Je suis préoccupée par les modalités de mise en oeuvre et de réception de cette nouvelle étape. En l’état des mesures d’accompagnement et du soutien aux alternatives, elle ne manquera pas d’affecter lourdement la mobilité de certains publics, à commencer par les ménages modestes et les entreprises fragiles, tant sont insuffisantes les aides pour les particuliers et les dérogations pour les professionnels. Le reste à charge pour financer un changement de véhicule avoisine encore les 20 000 €, selon les chiffres du Ministère.
Elle pourrait nourrir le sentiment d'une "double peine" pour tous ceux qui, après avoir dû déménager des centres-villes, seront interdits d'y revenir… Le malaise est d'ailleurs national, comme l'illustre une récente question au Gouvernement du député du Rhône Alexandre VINCENDET (LR).
Attention, dans ce contexte, à ce que l'acronyme ZFE ne devienne pas synonyme de "zone à forte exclusion" pour les classes moyennes et de "zone à forte entrave" pour les professionnels ! Le Gouvernement est d'ailleurs conscient du danger puisqu'il a récemment lancé un Comité de concertation national et confié une mission à un parlementaire sur le sujet.
Mobilité et urbanité
Ces trois mesures imminentes - ZTL, périphérique et ZFE - qui concernent la mobilité des Parisiens et des Franciliens oublient, manifestement, que la mobilité est, au-delà du seul transport, constitutive du développement urbain et que l'accessibilité doit permettre à chacun de passer facilement d'une partie à l'autre de la ville et de sa proche banlieue. Cette accessibilité a longtemps été garantie par la voiture individuelle.
Toute politique qui priverait de la possibilité de se déplacer en voiture sans proposer d'alternatives crédibles serait ainsi génératrice d'exclusion. Pour répondre aux enjeux de qualité de l'air et de santé publique, il serait déjà préférable d'aider davantage au renouvellement du parc des véhicules les plus polluants en augmentant les aides à la conversion... Alors que les infrastructures des transports publics accumulent les retards, que les réseaux du métro et du RER sont saturés et que la qualité du service rendu aux usagers est très dégradée depuis 2022 dans tous les transports en commun franciliens (métro, RER, Transilien, tramway, bus...), la population pourrait rejeter ces mesures écologiques perçues comme punitives et discriminatoires, quelle que soit la communication anticipée à destination du grand public sur les raisons, les conséquences et les bénéfices des nouvelles restrictions, ainsi que les alternatives en matière de mobilité.

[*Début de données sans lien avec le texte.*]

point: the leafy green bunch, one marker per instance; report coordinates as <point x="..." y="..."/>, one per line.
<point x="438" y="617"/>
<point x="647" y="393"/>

A Paris, tout se passe comme si Mme HIDALGO voulait continuer de mener une politique "de l'ostracisme" en luttant moins contre les pollutions (atmosphériques, sonores, etc.) que contre la voiture et les deux-roues motorisés, la place qu'ils occupent et ceux qui les conduisent ou les pilotent. Peu lui chaut, finalement, que puissent figurer parmi eux des familles, des personnes âgées ou à mobilité réduite, ou encore des professionnels nomades... Elle semble parfois jauger l'efficacité de sa politique à l'aune des gênes et des contraintes imposées aux Parisiens !

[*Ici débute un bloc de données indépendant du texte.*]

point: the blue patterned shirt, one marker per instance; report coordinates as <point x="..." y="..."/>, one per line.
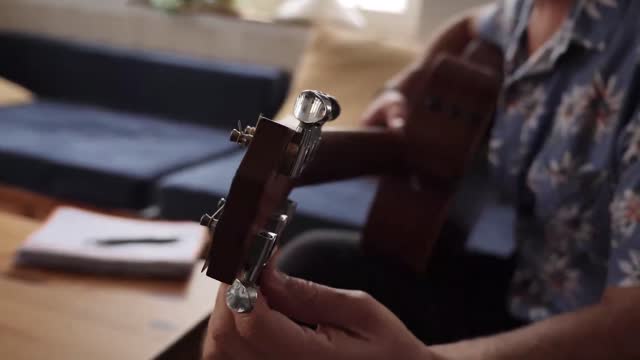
<point x="565" y="149"/>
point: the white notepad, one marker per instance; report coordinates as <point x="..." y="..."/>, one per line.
<point x="70" y="239"/>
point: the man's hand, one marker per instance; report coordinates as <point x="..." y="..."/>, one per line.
<point x="349" y="325"/>
<point x="389" y="109"/>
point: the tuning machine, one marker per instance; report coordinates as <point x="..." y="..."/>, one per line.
<point x="312" y="109"/>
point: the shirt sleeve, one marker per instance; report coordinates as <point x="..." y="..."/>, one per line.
<point x="624" y="255"/>
<point x="496" y="22"/>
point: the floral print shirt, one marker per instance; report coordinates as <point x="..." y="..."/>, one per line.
<point x="565" y="149"/>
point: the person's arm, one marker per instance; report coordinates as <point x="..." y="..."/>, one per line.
<point x="608" y="330"/>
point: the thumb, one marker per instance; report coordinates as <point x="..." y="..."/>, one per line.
<point x="316" y="304"/>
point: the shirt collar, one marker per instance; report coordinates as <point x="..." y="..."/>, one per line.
<point x="590" y="24"/>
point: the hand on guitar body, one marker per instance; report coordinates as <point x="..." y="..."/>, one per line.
<point x="388" y="109"/>
<point x="349" y="325"/>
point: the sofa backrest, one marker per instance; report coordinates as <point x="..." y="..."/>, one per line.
<point x="194" y="90"/>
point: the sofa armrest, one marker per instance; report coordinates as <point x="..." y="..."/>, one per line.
<point x="199" y="91"/>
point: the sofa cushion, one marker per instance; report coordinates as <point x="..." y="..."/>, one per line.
<point x="200" y="91"/>
<point x="189" y="193"/>
<point x="95" y="156"/>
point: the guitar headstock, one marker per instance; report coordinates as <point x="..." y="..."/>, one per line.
<point x="247" y="225"/>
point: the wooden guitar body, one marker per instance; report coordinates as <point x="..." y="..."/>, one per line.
<point x="421" y="167"/>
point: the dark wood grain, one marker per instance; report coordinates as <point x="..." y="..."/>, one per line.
<point x="421" y="165"/>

Il est donc urgent que l’ensemble des responsables concernés par les politiques de la mobilité à Paris et en Île-de-France (la Maire de Paris, la Présidente de la Région Île-de-France également Présidente du syndicat Île-de-France Mobilités, le Président de la Métropole du Grand Paris, le Ministre de la Transition écologique, le Ministre des Transports) temporisent a minima et diffèrent l'entrée en vigueur de ces trois mesures pour mieux organiser leur mise en œuvre concertée, progressive et aidée.
Pour conclure, je déplore vivement cette écologie dogmatique, punitive et anti-sociale qui, j’en ai la conviction, dessert la cause d’une écologie pragmatique et positive à laquelle les Parisiens et les Franciliens pourraient majoritairement adhérer…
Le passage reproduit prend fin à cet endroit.